Being that voice of support, confidence and encouragement is a morale booster to him. It quells the continual struggle against any sense of inadequacy that smolders inside of him.

The truth is that I’ve not always been that voice. I recall the earlier years of our marriage – I was so naturally quick to criticize and correct my husband’s actions. There were times when I felt justified in what I said because I think that’s the way he ought to feel about himself after what he’s done or not done! Nothing can be more damaging and destructive to him and to me and the entire family. It took me quite a while though to realize what was happening.

Our men aren’t perfect. Neither are they delusional, they know it too even if they are not quick to admit it. But just like you and me, he is not to be defined by his imperfections. Sure there are times for talking plainly and honestly about things he needs to improve and watch out for. But I’ve learned my lesson that it will go a long way for me to choose wisely what I say, how I say and when to say.

Our cutting, nagging comments can wound him deeply, especially when any disapproval and resentment are unresolved and accumulated over time. It makes him feel belittled and insignificant, beaten down and discouraged. What we think of as no more than a little jab about a specific incident becomes a stabbing wound that can leave a hole in his heart.

Yet equally powerful are our simple, honest, even casual compliments.  When we make it our resolution to remind them of the potential and possibility that lies within them – not because we are patronizing or manipulating them but because we truly believe it – they feel on top of the world. This is one sure way to care for the Courageous.

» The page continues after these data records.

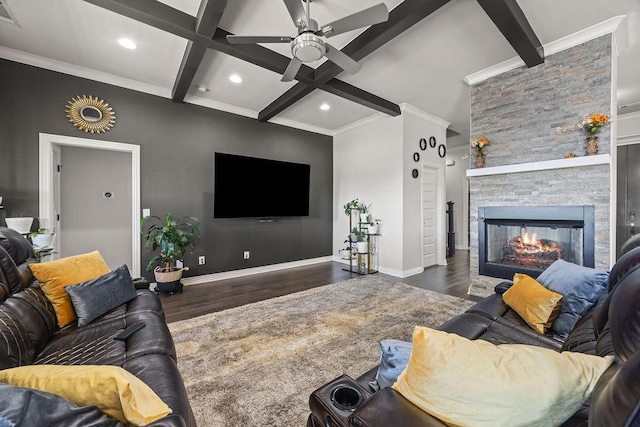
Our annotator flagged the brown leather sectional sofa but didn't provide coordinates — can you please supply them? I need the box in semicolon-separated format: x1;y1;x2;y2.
307;237;640;427
0;227;196;426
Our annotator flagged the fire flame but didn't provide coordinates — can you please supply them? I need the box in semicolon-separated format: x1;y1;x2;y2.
522;231;538;246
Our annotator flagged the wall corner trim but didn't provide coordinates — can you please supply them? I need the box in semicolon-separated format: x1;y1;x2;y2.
462;15;626;86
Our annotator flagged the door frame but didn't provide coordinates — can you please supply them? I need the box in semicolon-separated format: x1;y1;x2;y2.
420;161;447;268
38;133;140;277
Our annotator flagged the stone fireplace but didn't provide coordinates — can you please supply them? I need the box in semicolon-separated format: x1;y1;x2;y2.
478;206;595;279
467;34;616;297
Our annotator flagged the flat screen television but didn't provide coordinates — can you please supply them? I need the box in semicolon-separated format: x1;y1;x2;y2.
213;153;311;218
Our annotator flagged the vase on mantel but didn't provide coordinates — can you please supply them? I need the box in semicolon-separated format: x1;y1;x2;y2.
585;135;598;156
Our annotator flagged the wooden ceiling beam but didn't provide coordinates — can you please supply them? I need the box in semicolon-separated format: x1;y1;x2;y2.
84;0;400;125
258;0;450;121
171;0;227;102
477;0;544;67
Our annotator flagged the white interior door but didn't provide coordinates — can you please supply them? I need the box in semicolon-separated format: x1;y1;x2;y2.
47;144;62;260
422;168;438;267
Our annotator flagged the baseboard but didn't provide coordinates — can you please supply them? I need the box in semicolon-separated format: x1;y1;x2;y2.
182;256;333;286
333;256;424;279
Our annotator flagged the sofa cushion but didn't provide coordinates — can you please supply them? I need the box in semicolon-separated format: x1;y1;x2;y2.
393;327;614;427
369;339;413;390
29;251;110;328
538;259;609;337
0;365;171;425
64;265;137;326
502;273;562;334
0;383;123;427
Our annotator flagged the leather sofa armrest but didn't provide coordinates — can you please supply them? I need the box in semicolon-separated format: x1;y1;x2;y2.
349;388;446;427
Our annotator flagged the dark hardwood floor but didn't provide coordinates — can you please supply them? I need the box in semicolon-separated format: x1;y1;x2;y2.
160;251;469;322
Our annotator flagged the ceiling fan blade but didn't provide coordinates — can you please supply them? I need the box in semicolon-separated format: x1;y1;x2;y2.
281;56;302;82
316;3;389;37
324;43;362;74
284;0;307;27
227;35;293;44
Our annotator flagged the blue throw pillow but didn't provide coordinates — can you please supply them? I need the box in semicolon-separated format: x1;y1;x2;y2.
64;265;138;326
370;339;413;390
537;259;609;337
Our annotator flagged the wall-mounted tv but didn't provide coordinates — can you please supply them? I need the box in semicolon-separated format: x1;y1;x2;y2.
213;153;311;218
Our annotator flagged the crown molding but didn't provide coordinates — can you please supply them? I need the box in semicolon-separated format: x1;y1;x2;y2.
0;47;171;98
400;103;451;129
462;15;626;86
268;117;333;136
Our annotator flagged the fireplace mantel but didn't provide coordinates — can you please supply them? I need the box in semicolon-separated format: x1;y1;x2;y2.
467;154;611;178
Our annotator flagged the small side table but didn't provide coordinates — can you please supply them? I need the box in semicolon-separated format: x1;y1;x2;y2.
309;375;371;427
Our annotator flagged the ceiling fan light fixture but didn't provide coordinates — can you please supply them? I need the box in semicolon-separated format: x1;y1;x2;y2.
291;33;327;62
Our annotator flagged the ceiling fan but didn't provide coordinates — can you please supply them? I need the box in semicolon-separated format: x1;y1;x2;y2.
227;0;389;82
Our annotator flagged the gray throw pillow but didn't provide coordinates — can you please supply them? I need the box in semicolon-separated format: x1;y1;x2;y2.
369;339;413;390
64;265;137;326
537;259;609;337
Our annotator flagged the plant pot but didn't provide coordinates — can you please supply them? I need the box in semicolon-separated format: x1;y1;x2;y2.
153;266;187;283
585;135;598;156
31;234;56;248
356;242;369;254
5;217;33;234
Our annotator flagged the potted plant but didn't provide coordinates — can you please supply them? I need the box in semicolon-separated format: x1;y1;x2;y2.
140;214;200;292
350;227;369;254
358;203;371;222
367;219;381;234
343;199;359;216
5;215;33;234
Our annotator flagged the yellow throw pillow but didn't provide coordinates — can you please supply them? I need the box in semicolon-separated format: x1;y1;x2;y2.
502;273;562;334
0;365;172;426
392;327;613;427
29;251;111;328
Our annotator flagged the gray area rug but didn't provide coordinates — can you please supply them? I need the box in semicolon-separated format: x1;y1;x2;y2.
169;275;473;427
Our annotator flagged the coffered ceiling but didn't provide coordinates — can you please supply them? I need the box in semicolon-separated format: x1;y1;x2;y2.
0;0;640;142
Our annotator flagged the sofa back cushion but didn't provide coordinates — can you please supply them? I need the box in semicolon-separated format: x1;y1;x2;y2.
0;301;36;369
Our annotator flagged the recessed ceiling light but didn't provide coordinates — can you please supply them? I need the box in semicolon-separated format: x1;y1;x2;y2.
118;37;138;49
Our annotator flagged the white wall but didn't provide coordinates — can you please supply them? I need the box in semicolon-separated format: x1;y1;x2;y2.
333;105;448;277
445;145;469;249
333;116;402;271
618;112;640;144
60;146;133;269
401;108;449;275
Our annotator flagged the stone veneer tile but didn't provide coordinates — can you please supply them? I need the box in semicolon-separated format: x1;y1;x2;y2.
469;35;612;296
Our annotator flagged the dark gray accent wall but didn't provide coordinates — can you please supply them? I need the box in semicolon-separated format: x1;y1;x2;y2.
0;60;333;276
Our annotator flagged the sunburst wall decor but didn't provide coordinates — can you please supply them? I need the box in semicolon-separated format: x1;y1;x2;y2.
65;95;116;133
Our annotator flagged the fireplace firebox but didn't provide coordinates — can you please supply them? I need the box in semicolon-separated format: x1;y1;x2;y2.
478;206;595;279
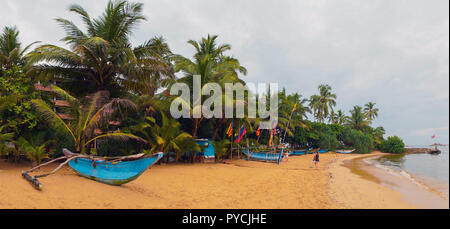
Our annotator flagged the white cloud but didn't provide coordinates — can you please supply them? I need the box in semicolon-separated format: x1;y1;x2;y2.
0;0;449;144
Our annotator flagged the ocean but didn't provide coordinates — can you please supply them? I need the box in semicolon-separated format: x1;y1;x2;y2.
378;146;449;183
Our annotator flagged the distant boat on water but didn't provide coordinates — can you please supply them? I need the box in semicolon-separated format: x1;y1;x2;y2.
336;149;355;154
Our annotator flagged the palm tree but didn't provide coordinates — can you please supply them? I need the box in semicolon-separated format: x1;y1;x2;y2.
364;102;378;121
277;88;311;140
334;110;347;125
29;0;173;95
213;139;230;161
0;125;14;156
31;85;145;154
0;26;38;71
309;84;336;123
373;126;386;146
15;137;53;167
347;106;369;131
131;112;200;161
174;35;247;138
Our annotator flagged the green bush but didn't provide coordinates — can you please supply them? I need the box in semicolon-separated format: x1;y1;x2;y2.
380;136;405;153
341;127;374;153
319;132;339;150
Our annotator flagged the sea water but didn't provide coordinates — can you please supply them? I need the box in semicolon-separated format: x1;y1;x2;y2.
378;146;449;183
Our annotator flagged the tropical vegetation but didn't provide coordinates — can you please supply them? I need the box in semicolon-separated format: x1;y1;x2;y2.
0;0;404;166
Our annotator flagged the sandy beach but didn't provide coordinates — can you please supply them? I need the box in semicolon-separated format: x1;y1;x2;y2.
0;152;448;209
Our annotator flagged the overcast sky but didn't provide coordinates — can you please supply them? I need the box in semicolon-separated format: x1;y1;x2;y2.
0;0;449;145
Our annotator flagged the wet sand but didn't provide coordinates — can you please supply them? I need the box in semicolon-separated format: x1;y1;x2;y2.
0;153;442;209
344;156;449;209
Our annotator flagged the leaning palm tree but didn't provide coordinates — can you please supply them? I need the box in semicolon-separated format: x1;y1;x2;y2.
31;85;145;154
347;106;369;131
213;139;230;161
309;84;336;123
29;0;173;95
334;110;347;125
15;137;53;167
364;102;378;121
0;26;38;73
174;35;247;138
0;125;14;156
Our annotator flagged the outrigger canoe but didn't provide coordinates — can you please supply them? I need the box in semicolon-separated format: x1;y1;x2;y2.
242;149;283;164
22;149;163;190
336;149;355;154
308;149;328;153
63;149;163;185
289;150;308;156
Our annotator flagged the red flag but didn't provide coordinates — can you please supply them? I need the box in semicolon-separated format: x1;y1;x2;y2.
227;120;233;137
256;126;261;136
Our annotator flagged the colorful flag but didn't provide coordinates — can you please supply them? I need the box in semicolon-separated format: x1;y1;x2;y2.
227;120;233;137
256;125;261;136
269;131;273;147
234;126;246;143
291;103;297;112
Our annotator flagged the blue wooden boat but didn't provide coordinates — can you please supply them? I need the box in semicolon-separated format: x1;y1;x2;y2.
289;150;307;156
319;149;328;153
336;149;355;154
63;149;163;185
308;149;328;153
242;149;283;164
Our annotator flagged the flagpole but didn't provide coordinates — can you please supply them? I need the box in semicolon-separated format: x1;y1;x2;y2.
283;103;297;143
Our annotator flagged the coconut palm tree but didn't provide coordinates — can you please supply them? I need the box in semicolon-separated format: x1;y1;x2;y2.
364;102;378;121
277;88;311;140
0;125;14;156
309;84;336;123
0;26;38;71
213;139;230;161
174;35;247;138
29;0;173;95
15;137;53;167
31;85;145;154
347;106;369;131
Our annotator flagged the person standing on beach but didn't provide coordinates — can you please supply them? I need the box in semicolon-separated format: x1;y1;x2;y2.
313;151;319;169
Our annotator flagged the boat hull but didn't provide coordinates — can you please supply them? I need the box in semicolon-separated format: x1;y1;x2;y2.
289;150;307;156
336;150;354;154
65;149;163;185
242;150;283;164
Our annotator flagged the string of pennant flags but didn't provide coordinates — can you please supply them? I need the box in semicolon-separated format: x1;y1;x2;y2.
227;120;279;146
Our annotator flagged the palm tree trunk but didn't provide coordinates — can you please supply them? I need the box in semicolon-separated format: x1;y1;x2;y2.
212;118;225;140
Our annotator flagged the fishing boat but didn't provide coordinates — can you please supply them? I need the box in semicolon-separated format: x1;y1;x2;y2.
242;149;283;164
22;149;163;190
336;149;355;154
63;149;163;185
289;149;308;156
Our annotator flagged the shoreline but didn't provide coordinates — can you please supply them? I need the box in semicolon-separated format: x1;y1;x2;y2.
328;152;449;209
0;152;448;209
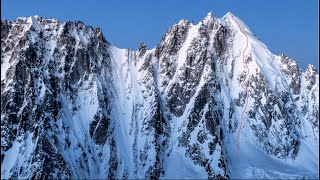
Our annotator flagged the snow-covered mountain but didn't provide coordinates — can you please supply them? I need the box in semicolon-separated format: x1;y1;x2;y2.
1;13;319;179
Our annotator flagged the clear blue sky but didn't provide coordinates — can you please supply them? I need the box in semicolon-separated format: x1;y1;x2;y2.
1;0;319;69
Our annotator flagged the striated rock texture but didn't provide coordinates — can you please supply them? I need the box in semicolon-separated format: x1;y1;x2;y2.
1;13;319;179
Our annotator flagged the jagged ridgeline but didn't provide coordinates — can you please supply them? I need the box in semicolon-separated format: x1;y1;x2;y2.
1;13;319;179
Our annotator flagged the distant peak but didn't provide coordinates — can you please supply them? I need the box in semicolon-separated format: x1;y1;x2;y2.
202;12;214;24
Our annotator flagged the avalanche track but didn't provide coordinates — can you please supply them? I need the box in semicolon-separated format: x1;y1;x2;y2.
231;16;250;156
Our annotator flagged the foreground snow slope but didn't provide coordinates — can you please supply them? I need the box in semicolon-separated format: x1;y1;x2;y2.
1;13;319;179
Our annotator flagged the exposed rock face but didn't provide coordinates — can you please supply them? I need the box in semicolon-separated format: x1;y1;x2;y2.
1;13;319;179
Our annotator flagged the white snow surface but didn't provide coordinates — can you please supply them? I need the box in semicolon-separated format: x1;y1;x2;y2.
1;13;319;179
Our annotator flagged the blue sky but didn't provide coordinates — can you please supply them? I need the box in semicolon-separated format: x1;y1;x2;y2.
1;0;319;69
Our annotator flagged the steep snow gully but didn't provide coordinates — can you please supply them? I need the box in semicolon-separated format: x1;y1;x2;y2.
231;16;250;156
1;13;319;179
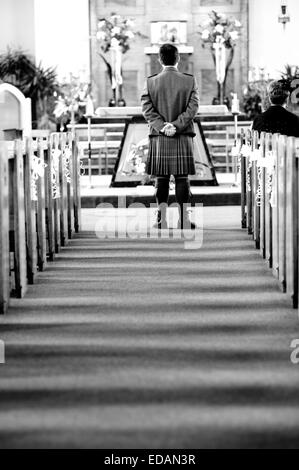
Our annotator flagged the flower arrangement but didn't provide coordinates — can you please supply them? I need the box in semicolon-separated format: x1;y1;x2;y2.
96;13;144;106
97;13;138;54
200;11;242;105
201;11;242;49
54;74;90;129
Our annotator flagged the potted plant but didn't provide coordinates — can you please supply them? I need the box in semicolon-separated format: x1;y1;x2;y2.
0;49;59;128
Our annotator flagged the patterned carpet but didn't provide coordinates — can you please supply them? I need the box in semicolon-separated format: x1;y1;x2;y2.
0;208;299;449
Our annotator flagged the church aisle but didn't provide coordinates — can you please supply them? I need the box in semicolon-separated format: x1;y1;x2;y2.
0;207;299;449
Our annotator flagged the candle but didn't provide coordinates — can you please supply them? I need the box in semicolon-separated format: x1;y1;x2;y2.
232;93;240;114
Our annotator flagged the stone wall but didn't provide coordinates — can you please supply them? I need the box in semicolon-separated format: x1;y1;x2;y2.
90;0;248;106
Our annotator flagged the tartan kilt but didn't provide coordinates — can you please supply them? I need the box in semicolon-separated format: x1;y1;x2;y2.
147;134;196;176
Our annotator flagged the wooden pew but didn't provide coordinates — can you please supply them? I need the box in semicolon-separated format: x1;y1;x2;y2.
0;142;9;314
0;133;81;313
241;129;299;308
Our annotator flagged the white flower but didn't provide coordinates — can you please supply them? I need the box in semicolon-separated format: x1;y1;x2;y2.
215;24;224;34
111;38;119;49
230;31;239;41
201;29;210;41
97;31;106;41
126;31;135;39
127;20;135;28
203;18;212;27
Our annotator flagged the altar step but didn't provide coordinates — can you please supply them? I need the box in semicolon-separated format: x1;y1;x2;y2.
76;115;251;175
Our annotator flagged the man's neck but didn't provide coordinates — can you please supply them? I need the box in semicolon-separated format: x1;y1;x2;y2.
163;64;178;70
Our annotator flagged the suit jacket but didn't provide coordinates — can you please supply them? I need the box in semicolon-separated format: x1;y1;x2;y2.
141;67;199;137
253;106;299;137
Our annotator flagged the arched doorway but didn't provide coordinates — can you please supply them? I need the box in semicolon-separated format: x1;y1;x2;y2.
0;83;31;137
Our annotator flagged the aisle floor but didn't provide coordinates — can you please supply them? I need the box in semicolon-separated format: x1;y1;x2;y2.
0;207;299;449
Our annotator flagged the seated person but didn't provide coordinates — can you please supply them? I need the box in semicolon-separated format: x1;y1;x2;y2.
253;81;299;137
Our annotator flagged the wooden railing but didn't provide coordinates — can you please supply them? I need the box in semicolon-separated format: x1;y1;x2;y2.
0;133;81;313
240;131;299;308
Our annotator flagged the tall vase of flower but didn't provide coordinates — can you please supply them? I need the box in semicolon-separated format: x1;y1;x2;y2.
200;11;242;104
97;13;141;106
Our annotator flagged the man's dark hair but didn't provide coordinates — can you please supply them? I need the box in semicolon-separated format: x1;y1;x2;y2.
268;80;290;106
159;44;180;65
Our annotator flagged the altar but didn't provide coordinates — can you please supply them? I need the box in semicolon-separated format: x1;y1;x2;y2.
92;106;221;187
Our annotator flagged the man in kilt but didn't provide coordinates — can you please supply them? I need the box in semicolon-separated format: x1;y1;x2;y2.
141;44;199;230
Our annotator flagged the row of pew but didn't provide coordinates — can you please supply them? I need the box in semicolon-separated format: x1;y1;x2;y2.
238;131;299;308
0;133;81;314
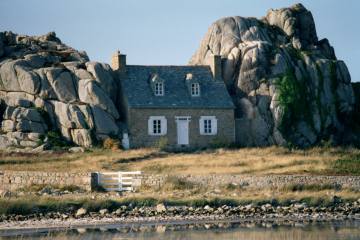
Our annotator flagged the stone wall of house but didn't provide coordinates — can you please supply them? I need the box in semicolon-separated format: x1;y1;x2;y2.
142;175;360;190
0;171;97;191
128;109;235;147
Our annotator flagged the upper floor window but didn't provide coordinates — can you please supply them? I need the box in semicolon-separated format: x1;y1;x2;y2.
154;82;164;96
204;119;212;134
191;83;200;96
150;73;165;96
148;116;167;136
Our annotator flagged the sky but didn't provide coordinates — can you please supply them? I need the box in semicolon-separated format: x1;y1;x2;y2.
0;0;360;81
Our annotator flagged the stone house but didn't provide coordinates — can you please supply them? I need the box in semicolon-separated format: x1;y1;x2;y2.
111;52;235;148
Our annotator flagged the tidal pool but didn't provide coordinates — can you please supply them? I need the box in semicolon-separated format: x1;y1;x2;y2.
0;221;360;240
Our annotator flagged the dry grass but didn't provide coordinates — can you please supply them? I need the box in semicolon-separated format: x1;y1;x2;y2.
0;147;360;175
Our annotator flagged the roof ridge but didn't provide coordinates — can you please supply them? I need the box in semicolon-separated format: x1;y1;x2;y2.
126;64;210;67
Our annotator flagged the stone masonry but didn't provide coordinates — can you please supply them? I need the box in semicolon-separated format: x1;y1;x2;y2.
142;175;360;190
129;109;235;147
0;171;96;191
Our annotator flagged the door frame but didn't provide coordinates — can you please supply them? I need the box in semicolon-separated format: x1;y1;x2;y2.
175;116;191;146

I trust that the unwavering assurance of my support and devotion will inspire him to greater things than he’s proven capable of before, breakthroughs that would bring forth a richer blessing and depth of relationships to our family.

Indeed I can say that “My husband is a rich man because he has a strong faith, children who love him and a wife who adores him.”

“To my husband, Ben – my resolution is to be faithful to you and honor you in my conduct and conversation, help you reach your God-given potential and to serve you well as a wife and to be the kind of woman who truly blesses her man. I pray that when the curtain closes on my time here on earth, you will be able to confidently say that I was a woman of resolution.”